Lentamente y con prudencia, se acercó al punto donde estaba la moto del fugitivo. No apreció ningún movimiento en las cercanías de la motocicleta. Estaba oscuro y la farola de la rotonda no iluminaba mucho esa zona. De repente se agachó, al oír un ruido sobre la riera, sobre el cauce.
Se acercó sigilosamente. Alguien estaba agachado, cerca del agua, haciendo algo.
De repente oyó un crujido detrás de él, se volvió a tiempo de ver que alguien se abalanzaba sobre él y le golpeaba la cabeza. Todo se volvió negro.
La cabeza le dolía horriblemente cuando despertó.
Alguien le sujetaba fuertemente los brazos, mientras el tipo de la motocicleta se acercaba a él con una jeringuilla en la mano.
– ¿Qué vas a hacer, maldito hijo de puta…?
– No podemos dejar que nos estropees el negocio –le contestó el fugitivo–, deberías haberte quedado en el pueblo, en vez de venir tras de mí, maldito entrometido.
Y sin mediar una sola palabra más se acercó con la jeringuilla. El cabo se revolvió, pero quien fuera que le retenía, era muy fuerte y no pudo sustraerse a su abrazo.
La aguja se hundió en su piel y el contenido de la misma fue inyectado en su torrente sanguíneo. De inmediato un calor le abrasó por dentro y en pocos segundos perdió el sentido. No volvería a despertar jamás. Los dos hombres subieron a la motocicleta y se fueron de allí en dirección al pueblo, a toda velocidad.
Una sombra se acercó al cuerpo del cabo, pasados unos minutos, sigilosamente.
– Pobrecito mío, Antoñito, ¿por qué no te fuiste directamente a casa?, ¿por qué tuviste que seguir a nadie? ¡Tú y tu estúpido sentido del deber! Si ya habías acabado tu turno y yo te esperaba en casa. Hasta había preparado la cena para los dos. Pero no, tú tenías que acabar el día haciéndote el héroe. Pues mira lo que te has buscado.

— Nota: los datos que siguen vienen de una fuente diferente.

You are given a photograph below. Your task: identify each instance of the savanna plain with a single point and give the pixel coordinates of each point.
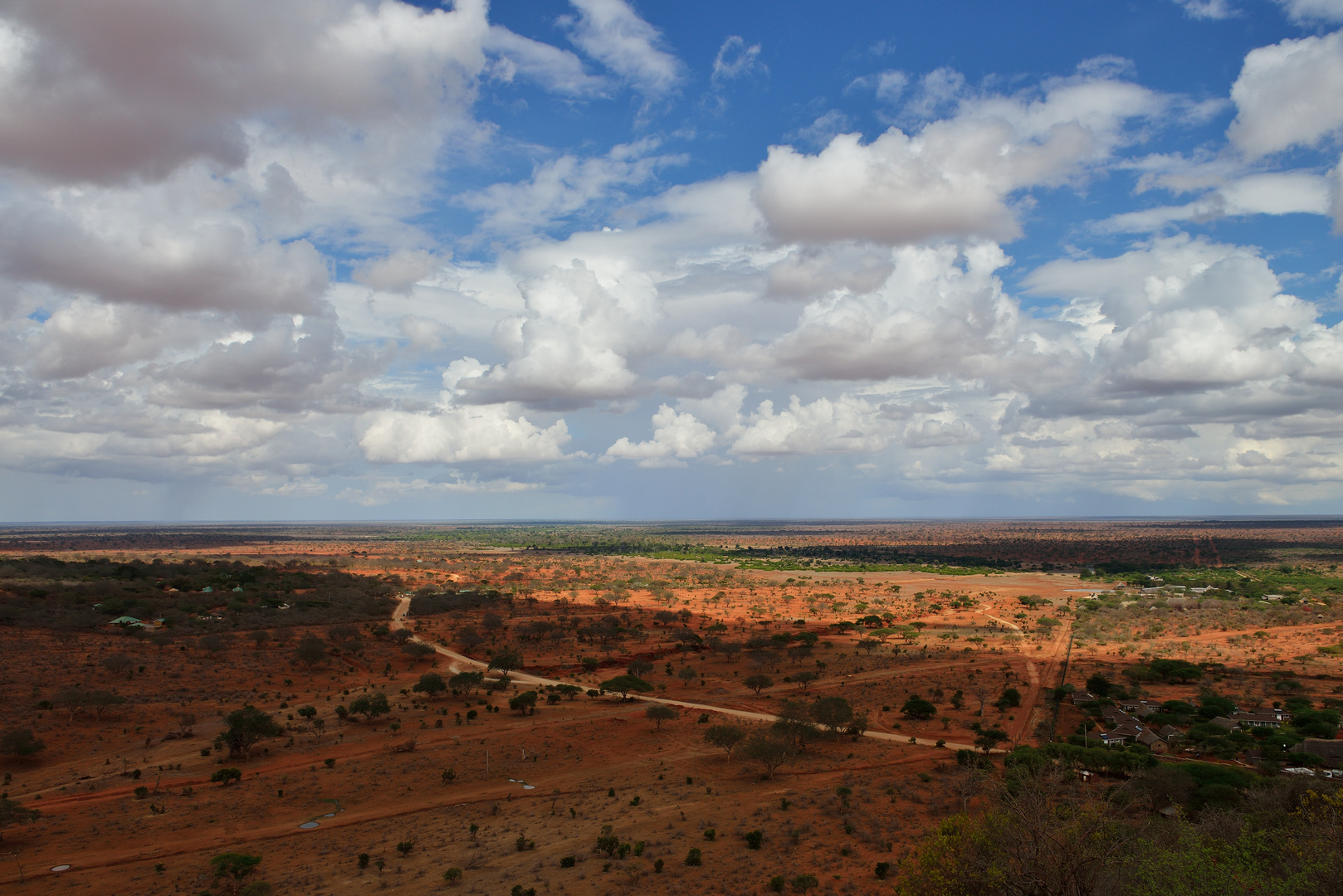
(990, 707)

– Mi hermano me llamó –ya sabes que tú nunca le has gustado– y me dijo que les andabas siguiendo los pasos a unos socios suyos. Hoy tenían que hacerle una entrega de heroína muy importante y tú ibas a estropearlo todo. Perdona por el golpe que te di, pero estabas a punto de atraparlos. Les pedí que no te hicieran daño, aunque el gorila que acompaña al socio de mi hermano, no estaba muy de acuerdo, se ve que te tenía ganas. Finalmente decidieron «dormirte». Al menos te has ido sin sufrir. Eras tan estúpido, nunca entendiste nada. Nada de nada.
La muchacha se alejó, cautelosamente, dirigiéndose a una de las casas próximas a la rotonda. Alguien le abrió la puerta en silencio.
Al cabo de unos minutos llegó de nuevo la motocicleta con los dos tipos. El grandullón se bajó y se acercó al cuerpo del cabo. Llevaba un grueso mazo de albañil en las manos. Golpeó repetidamente el cuerpo y después se fue de allí con la misma rapidez con que había regresado, acompañado por el motorista.
–Eso por metomentodo, masculló el gigantón, mientras reía a carcajadas.
En una de las casas vecinas, tras los gruesos cortinajes, dos personas observaban en silencio la escena. Una lágrima cayó de los ojos de la muchacha.